Toledo Mayor Mike Bell, center, Lowell Metzger, contracts manager for Rudolph/Libbe, Inc., left, and Dave Dysert, administrator of engineering services, right, talk about the Promenade Park Phase II construction project. An artist's rendering of the park stands to the left.
The Blade/Dave Zapotosky
Mayor Mike Bell today announced the start of construction for the second phase of improvements at downtown's Promenade Park.
“This is one of the quality-of-life issues we have been talking about,” Mayor Bell said during a morning news conference at the park.
The mayor first released details of the second phase of his plans to turn Promenade Park into a more usable green space back in February. He said the redesigned park is part of his plan to put some pizzazz in the area, make it more usable for concerts, and draw people toward the waterfront. Part of the mayor's goal is to create a place that helps economic development in the downtown area, he said.
The second phase only will cost taxpayers more than $1.96 million. It will include improving an area close to Summit Street with parallel parking, low landscape planters with benches, brick pavers, specialty finish concrete, trees, retail carts, steps, a garden, and seating.
In 2012, a month after Toledo City Council ended opposition to the mayor's plan to revitalize the park, the first phase of renovation got under way.
Beginning July 9, 2012, workers with heavy equipment began hauling huge amounts of soil to the old Federal Building site adjacent to Promenade Park and the nearby former Toledo Edison steam plant. Earth moving equipment operators sculpted the grounds to elevate the site, filled in Water Street next to it, and connected the land with the current Promenade Park site along the Maumee River. The plan is to double the size of the park and create a graded slope from North Summit Street down to the river.
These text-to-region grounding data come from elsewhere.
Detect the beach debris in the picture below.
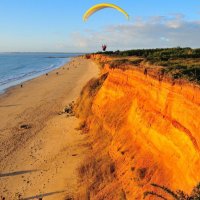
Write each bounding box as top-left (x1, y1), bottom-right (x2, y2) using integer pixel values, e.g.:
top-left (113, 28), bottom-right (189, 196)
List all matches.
top-left (58, 101), bottom-right (75, 117)
top-left (1, 196), bottom-right (5, 200)
top-left (46, 73), bottom-right (48, 76)
top-left (83, 3), bottom-right (129, 22)
top-left (56, 72), bottom-right (59, 75)
top-left (20, 124), bottom-right (32, 130)
top-left (20, 84), bottom-right (23, 88)
top-left (64, 102), bottom-right (75, 116)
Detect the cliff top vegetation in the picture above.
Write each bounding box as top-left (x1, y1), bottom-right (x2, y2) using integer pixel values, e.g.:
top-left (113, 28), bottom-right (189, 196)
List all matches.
top-left (95, 47), bottom-right (200, 84)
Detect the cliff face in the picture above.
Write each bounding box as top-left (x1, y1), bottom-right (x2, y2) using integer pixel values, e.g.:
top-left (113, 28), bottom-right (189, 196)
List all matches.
top-left (77, 55), bottom-right (200, 199)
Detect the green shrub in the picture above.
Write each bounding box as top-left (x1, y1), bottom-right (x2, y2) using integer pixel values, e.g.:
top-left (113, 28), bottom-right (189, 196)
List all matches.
top-left (144, 182), bottom-right (200, 200)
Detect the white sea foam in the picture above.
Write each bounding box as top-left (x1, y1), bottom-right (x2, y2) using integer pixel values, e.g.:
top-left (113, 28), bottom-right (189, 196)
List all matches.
top-left (0, 53), bottom-right (82, 93)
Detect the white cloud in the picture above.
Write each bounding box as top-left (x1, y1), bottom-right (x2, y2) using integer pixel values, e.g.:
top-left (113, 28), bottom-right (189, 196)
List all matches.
top-left (1, 14), bottom-right (199, 52)
top-left (64, 14), bottom-right (200, 52)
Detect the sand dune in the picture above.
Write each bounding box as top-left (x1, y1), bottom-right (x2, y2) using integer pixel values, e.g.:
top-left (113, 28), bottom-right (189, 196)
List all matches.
top-left (0, 57), bottom-right (99, 199)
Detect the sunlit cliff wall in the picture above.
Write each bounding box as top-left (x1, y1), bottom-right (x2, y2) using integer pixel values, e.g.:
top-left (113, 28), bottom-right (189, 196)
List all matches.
top-left (77, 55), bottom-right (200, 199)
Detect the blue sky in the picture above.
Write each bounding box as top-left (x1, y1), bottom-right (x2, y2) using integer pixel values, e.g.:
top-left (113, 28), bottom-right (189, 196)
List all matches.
top-left (0, 0), bottom-right (200, 52)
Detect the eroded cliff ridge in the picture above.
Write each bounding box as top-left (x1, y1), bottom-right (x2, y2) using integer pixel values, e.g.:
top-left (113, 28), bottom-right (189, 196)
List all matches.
top-left (76, 54), bottom-right (200, 200)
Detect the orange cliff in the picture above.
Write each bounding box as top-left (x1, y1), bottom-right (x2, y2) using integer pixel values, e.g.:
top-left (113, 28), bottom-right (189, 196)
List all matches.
top-left (78, 55), bottom-right (200, 199)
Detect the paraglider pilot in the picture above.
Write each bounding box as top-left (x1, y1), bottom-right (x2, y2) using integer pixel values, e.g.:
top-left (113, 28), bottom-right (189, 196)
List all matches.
top-left (102, 44), bottom-right (107, 52)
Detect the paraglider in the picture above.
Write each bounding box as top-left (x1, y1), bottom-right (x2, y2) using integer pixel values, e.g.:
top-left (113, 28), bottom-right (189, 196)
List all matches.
top-left (83, 3), bottom-right (129, 22)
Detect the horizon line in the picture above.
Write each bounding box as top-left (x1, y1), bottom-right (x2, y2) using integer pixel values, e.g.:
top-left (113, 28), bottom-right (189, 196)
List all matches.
top-left (0, 52), bottom-right (88, 54)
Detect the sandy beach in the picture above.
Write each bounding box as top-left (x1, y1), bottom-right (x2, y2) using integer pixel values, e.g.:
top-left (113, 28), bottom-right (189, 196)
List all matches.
top-left (0, 57), bottom-right (99, 199)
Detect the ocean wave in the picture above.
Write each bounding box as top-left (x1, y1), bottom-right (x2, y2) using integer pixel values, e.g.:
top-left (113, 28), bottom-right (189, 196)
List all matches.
top-left (0, 62), bottom-right (66, 86)
top-left (0, 53), bottom-right (83, 93)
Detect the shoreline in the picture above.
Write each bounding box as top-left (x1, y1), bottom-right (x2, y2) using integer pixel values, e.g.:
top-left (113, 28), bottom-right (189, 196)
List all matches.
top-left (0, 57), bottom-right (99, 199)
top-left (0, 56), bottom-right (77, 96)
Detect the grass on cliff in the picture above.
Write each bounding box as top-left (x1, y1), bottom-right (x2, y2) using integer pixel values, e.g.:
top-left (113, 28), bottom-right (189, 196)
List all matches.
top-left (144, 183), bottom-right (200, 200)
top-left (96, 47), bottom-right (200, 84)
top-left (74, 72), bottom-right (108, 119)
top-left (74, 73), bottom-right (125, 199)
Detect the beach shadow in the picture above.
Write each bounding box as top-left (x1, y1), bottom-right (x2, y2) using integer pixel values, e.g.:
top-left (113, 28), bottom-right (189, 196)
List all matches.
top-left (0, 170), bottom-right (38, 178)
top-left (22, 190), bottom-right (66, 200)
top-left (0, 104), bottom-right (21, 108)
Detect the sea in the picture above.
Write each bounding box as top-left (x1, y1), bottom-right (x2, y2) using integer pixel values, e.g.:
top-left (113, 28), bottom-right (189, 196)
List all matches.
top-left (0, 52), bottom-right (82, 94)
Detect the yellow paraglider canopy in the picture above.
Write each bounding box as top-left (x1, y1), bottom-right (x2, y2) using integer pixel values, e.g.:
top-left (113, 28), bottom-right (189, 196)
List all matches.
top-left (83, 3), bottom-right (129, 22)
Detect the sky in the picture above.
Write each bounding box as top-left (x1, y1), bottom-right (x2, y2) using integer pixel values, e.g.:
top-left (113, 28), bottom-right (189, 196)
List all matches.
top-left (0, 0), bottom-right (200, 52)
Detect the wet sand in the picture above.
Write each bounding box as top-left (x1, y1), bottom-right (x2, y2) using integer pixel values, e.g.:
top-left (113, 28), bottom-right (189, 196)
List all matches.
top-left (0, 57), bottom-right (99, 199)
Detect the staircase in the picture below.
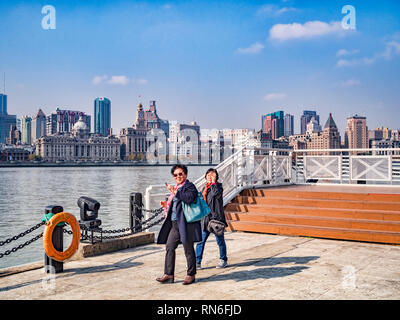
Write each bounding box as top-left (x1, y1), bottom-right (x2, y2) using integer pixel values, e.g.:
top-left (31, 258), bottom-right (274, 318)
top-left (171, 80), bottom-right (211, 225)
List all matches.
top-left (225, 186), bottom-right (400, 244)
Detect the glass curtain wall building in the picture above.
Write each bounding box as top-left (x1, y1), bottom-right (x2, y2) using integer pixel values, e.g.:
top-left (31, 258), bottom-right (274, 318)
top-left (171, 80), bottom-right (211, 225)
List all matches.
top-left (94, 97), bottom-right (111, 137)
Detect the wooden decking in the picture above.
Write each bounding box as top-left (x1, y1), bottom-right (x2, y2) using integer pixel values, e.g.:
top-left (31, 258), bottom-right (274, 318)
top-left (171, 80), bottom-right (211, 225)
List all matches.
top-left (225, 185), bottom-right (400, 244)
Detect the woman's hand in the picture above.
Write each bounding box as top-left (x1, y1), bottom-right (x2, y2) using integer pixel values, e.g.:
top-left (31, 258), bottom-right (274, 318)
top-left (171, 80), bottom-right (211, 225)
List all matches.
top-left (166, 183), bottom-right (176, 194)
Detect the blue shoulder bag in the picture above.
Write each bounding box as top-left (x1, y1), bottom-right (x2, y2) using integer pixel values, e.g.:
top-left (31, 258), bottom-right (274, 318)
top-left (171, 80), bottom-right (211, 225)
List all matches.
top-left (182, 192), bottom-right (211, 223)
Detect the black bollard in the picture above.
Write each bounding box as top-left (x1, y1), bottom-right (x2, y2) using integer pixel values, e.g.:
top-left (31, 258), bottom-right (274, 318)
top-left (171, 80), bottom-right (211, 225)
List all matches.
top-left (44, 205), bottom-right (64, 274)
top-left (130, 193), bottom-right (143, 233)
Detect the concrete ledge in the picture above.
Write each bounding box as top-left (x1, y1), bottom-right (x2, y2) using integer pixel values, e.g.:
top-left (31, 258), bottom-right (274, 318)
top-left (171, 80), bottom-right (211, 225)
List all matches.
top-left (71, 232), bottom-right (155, 259)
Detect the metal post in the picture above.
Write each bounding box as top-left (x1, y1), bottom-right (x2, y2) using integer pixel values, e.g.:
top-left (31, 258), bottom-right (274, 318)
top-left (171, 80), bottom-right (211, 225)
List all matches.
top-left (130, 193), bottom-right (143, 233)
top-left (44, 205), bottom-right (64, 274)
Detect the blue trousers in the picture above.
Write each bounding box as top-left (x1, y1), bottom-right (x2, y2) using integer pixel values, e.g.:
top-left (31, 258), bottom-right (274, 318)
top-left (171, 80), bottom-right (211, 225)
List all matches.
top-left (195, 230), bottom-right (227, 264)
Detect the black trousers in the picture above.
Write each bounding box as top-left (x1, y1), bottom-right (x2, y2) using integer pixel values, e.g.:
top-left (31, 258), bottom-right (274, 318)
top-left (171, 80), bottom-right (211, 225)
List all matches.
top-left (164, 221), bottom-right (196, 276)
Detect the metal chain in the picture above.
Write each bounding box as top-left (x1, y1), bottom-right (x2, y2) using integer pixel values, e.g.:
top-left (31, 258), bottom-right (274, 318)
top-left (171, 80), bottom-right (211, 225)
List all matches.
top-left (0, 233), bottom-right (43, 259)
top-left (0, 206), bottom-right (165, 258)
top-left (0, 221), bottom-right (45, 247)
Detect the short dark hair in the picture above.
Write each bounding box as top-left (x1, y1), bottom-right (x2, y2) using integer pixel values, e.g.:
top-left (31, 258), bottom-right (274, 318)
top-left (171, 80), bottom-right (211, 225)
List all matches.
top-left (171, 164), bottom-right (188, 176)
top-left (205, 168), bottom-right (219, 181)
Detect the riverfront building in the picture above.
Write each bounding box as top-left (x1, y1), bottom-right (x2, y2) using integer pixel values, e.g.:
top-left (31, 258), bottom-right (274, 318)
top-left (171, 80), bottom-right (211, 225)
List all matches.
top-left (345, 115), bottom-right (368, 149)
top-left (0, 93), bottom-right (17, 144)
top-left (46, 108), bottom-right (91, 136)
top-left (300, 110), bottom-right (320, 135)
top-left (120, 101), bottom-right (169, 160)
top-left (289, 113), bottom-right (341, 153)
top-left (21, 116), bottom-right (32, 145)
top-left (31, 109), bottom-right (47, 144)
top-left (94, 97), bottom-right (111, 137)
top-left (36, 116), bottom-right (120, 162)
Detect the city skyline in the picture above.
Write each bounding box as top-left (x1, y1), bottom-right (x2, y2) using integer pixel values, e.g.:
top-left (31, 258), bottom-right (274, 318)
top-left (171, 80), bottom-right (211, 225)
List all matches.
top-left (1, 0), bottom-right (400, 135)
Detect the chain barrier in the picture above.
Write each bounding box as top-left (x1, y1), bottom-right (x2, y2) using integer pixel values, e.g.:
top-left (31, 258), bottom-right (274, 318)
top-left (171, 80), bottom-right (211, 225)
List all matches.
top-left (0, 205), bottom-right (165, 259)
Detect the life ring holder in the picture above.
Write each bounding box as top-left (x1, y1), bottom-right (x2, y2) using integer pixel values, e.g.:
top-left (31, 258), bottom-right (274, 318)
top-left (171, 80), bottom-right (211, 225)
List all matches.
top-left (43, 212), bottom-right (80, 262)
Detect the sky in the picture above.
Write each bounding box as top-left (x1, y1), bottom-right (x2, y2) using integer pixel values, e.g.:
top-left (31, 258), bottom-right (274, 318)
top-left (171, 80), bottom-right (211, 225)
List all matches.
top-left (1, 0), bottom-right (400, 135)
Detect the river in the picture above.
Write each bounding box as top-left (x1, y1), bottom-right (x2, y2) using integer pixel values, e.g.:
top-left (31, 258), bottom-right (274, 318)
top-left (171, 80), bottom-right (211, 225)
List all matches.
top-left (0, 165), bottom-right (207, 269)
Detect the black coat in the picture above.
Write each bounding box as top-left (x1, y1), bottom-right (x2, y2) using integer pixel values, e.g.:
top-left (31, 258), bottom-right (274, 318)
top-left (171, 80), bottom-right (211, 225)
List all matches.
top-left (157, 180), bottom-right (202, 245)
top-left (201, 182), bottom-right (228, 231)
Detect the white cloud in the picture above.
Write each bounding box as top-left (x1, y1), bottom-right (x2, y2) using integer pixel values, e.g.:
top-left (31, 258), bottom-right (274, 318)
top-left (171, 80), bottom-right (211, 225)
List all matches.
top-left (269, 20), bottom-right (347, 41)
top-left (236, 42), bottom-right (265, 55)
top-left (264, 92), bottom-right (287, 101)
top-left (108, 75), bottom-right (130, 85)
top-left (336, 49), bottom-right (359, 57)
top-left (381, 40), bottom-right (400, 60)
top-left (257, 4), bottom-right (298, 17)
top-left (340, 79), bottom-right (361, 88)
top-left (92, 75), bottom-right (108, 85)
top-left (336, 57), bottom-right (375, 68)
top-left (92, 75), bottom-right (148, 86)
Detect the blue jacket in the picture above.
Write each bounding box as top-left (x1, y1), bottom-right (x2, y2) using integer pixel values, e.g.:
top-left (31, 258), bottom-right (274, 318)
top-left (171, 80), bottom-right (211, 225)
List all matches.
top-left (157, 180), bottom-right (202, 244)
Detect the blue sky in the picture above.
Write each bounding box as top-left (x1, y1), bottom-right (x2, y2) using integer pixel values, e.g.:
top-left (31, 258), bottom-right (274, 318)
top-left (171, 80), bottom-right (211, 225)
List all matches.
top-left (1, 0), bottom-right (400, 135)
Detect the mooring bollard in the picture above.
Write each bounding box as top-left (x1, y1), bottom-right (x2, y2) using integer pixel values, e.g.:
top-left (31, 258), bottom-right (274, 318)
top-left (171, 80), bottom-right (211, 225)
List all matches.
top-left (130, 193), bottom-right (143, 233)
top-left (43, 205), bottom-right (64, 274)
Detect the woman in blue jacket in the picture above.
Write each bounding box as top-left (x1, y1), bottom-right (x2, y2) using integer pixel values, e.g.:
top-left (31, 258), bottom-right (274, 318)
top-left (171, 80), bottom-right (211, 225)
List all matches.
top-left (156, 164), bottom-right (202, 285)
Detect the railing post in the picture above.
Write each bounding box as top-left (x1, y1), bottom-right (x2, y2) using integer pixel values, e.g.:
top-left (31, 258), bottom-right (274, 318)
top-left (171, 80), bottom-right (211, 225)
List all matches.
top-left (130, 192), bottom-right (143, 233)
top-left (43, 205), bottom-right (64, 274)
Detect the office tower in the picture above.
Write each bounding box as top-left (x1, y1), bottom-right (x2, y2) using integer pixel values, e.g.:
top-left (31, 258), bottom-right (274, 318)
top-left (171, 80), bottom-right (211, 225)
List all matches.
top-left (345, 115), bottom-right (368, 149)
top-left (94, 97), bottom-right (111, 137)
top-left (21, 116), bottom-right (32, 145)
top-left (46, 108), bottom-right (91, 135)
top-left (300, 110), bottom-right (320, 135)
top-left (284, 114), bottom-right (294, 137)
top-left (31, 109), bottom-right (47, 143)
top-left (0, 93), bottom-right (17, 144)
top-left (0, 93), bottom-right (7, 115)
top-left (306, 117), bottom-right (322, 134)
top-left (262, 111), bottom-right (284, 139)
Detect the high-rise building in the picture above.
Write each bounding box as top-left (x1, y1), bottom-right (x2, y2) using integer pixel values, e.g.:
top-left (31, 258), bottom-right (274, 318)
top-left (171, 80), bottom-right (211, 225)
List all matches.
top-left (46, 108), bottom-right (91, 135)
top-left (0, 94), bottom-right (7, 115)
top-left (262, 111), bottom-right (284, 139)
top-left (31, 109), bottom-right (47, 144)
top-left (0, 94), bottom-right (17, 144)
top-left (94, 97), bottom-right (111, 137)
top-left (306, 116), bottom-right (322, 134)
top-left (21, 116), bottom-right (32, 145)
top-left (300, 110), bottom-right (320, 135)
top-left (345, 115), bottom-right (368, 149)
top-left (284, 114), bottom-right (294, 137)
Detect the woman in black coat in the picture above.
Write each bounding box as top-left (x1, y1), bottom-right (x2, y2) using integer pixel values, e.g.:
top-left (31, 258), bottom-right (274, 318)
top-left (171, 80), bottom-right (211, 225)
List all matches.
top-left (195, 168), bottom-right (228, 269)
top-left (156, 164), bottom-right (202, 285)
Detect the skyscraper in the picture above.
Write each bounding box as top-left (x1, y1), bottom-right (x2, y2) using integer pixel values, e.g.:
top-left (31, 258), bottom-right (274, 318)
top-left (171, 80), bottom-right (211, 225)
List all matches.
top-left (300, 110), bottom-right (320, 135)
top-left (345, 115), bottom-right (368, 149)
top-left (94, 97), bottom-right (111, 137)
top-left (0, 94), bottom-right (7, 115)
top-left (21, 116), bottom-right (32, 145)
top-left (0, 93), bottom-right (17, 144)
top-left (31, 109), bottom-right (47, 144)
top-left (262, 111), bottom-right (284, 139)
top-left (284, 114), bottom-right (294, 137)
top-left (46, 108), bottom-right (91, 135)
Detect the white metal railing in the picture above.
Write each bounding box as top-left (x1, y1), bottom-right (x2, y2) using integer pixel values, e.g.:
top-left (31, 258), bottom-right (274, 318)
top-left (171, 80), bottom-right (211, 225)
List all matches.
top-left (144, 147), bottom-right (400, 216)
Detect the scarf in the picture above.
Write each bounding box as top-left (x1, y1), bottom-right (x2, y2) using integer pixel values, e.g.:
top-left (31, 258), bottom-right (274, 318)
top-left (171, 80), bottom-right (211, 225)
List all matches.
top-left (202, 182), bottom-right (212, 201)
top-left (164, 180), bottom-right (187, 217)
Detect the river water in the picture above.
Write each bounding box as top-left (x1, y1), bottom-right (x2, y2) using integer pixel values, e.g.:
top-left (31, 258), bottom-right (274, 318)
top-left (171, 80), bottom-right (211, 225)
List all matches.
top-left (0, 166), bottom-right (207, 269)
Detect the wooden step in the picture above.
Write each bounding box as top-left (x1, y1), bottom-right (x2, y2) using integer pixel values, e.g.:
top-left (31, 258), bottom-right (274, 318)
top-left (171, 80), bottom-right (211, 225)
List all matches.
top-left (224, 203), bottom-right (400, 222)
top-left (227, 221), bottom-right (400, 244)
top-left (232, 196), bottom-right (400, 211)
top-left (225, 212), bottom-right (400, 232)
top-left (242, 189), bottom-right (400, 203)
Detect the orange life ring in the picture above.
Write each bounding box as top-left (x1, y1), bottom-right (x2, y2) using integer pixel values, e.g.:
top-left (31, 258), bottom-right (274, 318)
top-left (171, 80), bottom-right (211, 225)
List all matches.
top-left (43, 212), bottom-right (80, 262)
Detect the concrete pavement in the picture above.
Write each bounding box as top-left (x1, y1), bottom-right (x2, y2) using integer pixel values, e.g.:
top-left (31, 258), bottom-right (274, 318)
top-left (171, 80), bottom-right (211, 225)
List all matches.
top-left (0, 231), bottom-right (399, 300)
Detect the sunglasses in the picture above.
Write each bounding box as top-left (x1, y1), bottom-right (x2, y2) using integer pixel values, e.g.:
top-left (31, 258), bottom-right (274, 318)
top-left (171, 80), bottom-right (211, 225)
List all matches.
top-left (173, 172), bottom-right (184, 177)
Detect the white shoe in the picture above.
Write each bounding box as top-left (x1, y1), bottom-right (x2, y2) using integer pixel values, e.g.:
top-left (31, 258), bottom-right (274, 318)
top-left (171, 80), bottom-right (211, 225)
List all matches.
top-left (216, 259), bottom-right (228, 268)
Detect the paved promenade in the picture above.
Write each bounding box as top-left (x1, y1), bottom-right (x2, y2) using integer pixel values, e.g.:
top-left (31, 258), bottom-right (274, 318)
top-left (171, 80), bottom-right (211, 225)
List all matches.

A $2.2 million leftover from a state loan previously allocated for a public portion of the Marina District in East Toledo was rededicated for Promenade Park.
Future plans include a splash pad for children, a concert lawn amphitheater, and “green rooms” for performers. Mayor Bell said the city will need private funding for those added amenities.
David Dysard, planning administrator at the city division of engineering services, said the city does not have cost estimates for the amphitheater and splash pad.